Auto Warranty Scams Abound

April 20, 2009
Special Feature

Thousands of consumers across the country are getting automated scam phone calls claiming that their automobile warranty is about to expire and that they are being offered a "last chance" to renew.

They call at all hours. They ignore the Do Not Call registry. And what they’re peddling are mostly bogus extended service contracts. Thousands of consumers across the country are getting automated phone calls claiming that their automobile warranty is about to expire and that they are being offered a “last chance” to renew. Auto warranty scammers also use direct mail, newspaper ads, and TV commercials to lure auto owners into high-priced contracts that often turn out to be worthless.

If you respond to the phone call, you’ll be connected to a representative, who will probably hang up on you if you ask questions like whether the warranty covers the 10-year-old clunker in your driveway. If you follow the rep’s script, you are likely to be asked for personal information like credit card and bank account numbers or your Social Security number. Ask for a copy of the policy to review before you buy and the rep will probably tell you that the company won’t do that without an upfront down payment. The Better Business Bureau, which has reported a spike in complaints against auto warranty companies, advises against doing that and suggests that you check out the company with the BBB.

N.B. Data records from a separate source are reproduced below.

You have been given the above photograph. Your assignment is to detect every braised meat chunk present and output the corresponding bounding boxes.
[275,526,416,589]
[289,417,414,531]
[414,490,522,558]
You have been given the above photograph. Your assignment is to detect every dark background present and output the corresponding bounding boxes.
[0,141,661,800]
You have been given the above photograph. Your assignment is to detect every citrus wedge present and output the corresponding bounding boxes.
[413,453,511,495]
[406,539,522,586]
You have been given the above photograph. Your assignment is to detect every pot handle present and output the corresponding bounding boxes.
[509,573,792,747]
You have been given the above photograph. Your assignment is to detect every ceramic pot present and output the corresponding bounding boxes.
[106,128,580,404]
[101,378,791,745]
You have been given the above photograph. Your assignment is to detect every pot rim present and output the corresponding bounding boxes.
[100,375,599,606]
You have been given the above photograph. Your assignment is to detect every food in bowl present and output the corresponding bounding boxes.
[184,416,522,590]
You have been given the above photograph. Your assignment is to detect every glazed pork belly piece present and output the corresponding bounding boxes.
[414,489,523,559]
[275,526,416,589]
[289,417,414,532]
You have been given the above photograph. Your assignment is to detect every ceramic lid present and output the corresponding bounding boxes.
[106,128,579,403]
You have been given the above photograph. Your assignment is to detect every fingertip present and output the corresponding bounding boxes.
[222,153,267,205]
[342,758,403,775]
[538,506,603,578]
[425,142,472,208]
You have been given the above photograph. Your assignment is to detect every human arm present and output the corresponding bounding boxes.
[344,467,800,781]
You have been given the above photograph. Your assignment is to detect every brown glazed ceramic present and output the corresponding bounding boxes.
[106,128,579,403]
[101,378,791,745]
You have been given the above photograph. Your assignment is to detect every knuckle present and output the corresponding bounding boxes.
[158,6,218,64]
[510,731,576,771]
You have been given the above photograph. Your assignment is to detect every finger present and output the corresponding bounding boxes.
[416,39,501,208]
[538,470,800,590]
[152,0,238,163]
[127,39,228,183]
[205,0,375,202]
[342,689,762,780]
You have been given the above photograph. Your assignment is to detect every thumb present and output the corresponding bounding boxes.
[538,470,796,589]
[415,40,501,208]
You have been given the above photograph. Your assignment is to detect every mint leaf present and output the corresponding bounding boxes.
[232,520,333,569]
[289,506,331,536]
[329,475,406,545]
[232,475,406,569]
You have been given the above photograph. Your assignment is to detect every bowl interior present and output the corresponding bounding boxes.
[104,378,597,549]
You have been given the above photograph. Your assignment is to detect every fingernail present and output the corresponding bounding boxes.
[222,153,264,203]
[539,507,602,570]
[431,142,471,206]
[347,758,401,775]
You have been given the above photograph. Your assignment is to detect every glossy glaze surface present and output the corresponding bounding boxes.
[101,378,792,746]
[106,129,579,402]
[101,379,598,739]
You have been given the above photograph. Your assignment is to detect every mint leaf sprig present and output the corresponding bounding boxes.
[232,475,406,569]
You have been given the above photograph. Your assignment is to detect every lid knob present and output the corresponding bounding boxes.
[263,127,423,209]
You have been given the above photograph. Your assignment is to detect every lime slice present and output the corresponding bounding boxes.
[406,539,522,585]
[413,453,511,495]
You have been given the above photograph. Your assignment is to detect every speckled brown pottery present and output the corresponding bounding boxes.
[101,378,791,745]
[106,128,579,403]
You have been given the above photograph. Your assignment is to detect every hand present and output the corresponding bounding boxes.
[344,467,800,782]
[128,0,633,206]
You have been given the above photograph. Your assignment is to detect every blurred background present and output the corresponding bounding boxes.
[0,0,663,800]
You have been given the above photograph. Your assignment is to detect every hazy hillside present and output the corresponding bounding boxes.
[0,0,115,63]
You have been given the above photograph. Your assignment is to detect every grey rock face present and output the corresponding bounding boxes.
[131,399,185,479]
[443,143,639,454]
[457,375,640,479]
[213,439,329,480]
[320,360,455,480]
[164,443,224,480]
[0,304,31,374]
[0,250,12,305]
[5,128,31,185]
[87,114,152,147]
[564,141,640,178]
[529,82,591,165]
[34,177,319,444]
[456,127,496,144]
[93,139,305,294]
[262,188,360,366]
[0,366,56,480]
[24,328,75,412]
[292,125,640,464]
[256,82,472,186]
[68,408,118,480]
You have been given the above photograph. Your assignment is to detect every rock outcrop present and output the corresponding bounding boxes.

Doing that may not be easy. The phone scammers will often refuse to tell you the company name, and the phone number that shows on your Caller ID is probably faked, or “spoofed.” For the same reasons, filing a complaint with the Federal Trade Commission may be difficult, since the FTC’s complaint form asks for the name and phone number of the offending company. For now, the best advice seems to be to ignore auto warranty phone calls.